Le plus petit groupe de pays dans ce débat est de loin celui des pays qui se sont prononcés contre l’inclusion de l’énergie nucléaire dans la taxonomie. L’Autriche et le Luxembourg sont les plus fervents opposants au nucléaire. Le Danemark met également en garde contre cette énergie.

« Nous pensons qu’il serait erroné de présenter l’énergie nucléaire comme une alternative — elle n’est pas bon marché et elle n’est pas fiable. Les prix de la production d’énergie nucléaire sont beaucoup plus élevés que ceux de la production d’énergie solaire photovoltaïque », a déclaré Gregor Schusterschitz (Autriche).

Le ministre luxembourgeois de l’Énergie, Claude Turmes, a quant à lui insisté sur le temps qu’il faudrait pour construire de nouvelles centrales nucléaires. Selon lui, celles-ci ne seraient pas mises en service avant 2035 environ, ce qui les rendrait inutiles pour résoudre la crise énergétique de l’année actuelle.
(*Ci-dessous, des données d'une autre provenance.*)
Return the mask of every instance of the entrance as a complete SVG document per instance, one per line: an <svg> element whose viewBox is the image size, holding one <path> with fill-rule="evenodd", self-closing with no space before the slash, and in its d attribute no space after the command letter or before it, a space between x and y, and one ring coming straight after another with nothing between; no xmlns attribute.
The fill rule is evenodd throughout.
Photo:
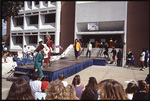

Il a ajouté que « prolonger les réacteurs nucléaires au-delà de 40 ans ne représente que 10 milliards de tonnes d’équivalent pétrole. Vous voyez donc que c’est une stratégie très risquée et à impact limité ».

« Avec la taxonomie, je pense que nous devons être extrêmement prudents. En effet, regardez les marchés financiers, regardez les investisseurs, regardez ce qui se passe déjà avec la manipulation », a-t-il déclaré aux ministres.

L’Allemagne, opposante de longue date à l’énergie nucléaire, s’est montrée beaucoup plus neutre lors de la réunion, peut-être en raison de son gouvernement encore à former.

« Nous devons réduire notre dépendance énergétique, les gens voient cela comme une justification de l’énergie nucléaire. Il est évident que nous ne pouvons pas parvenir à un consensus au niveau européen sur le rôle de l’énergie nucléaire », a déclaré Andreas Feicht, ministre allemand de l’Énergie et de l’Economie.

L’ONG environnementale WWF a également mis en garde contre l’inclusion de l’énergie nucléaire et du gaz fossile.

« Rien ne pourrait davantage nuire au Pacte vert pour l’Europe que l’inclusion du gaz fossile et du nucléaire dans la taxonomie durable. À l’heure de la COP26, un tel écoblanchiment européen institutionnalisé enverrait un message mondial totalement contre-productif », a déclaré Henry Eviston, porte-parole pour la finance durable au bureau des politiques européennes du WWF.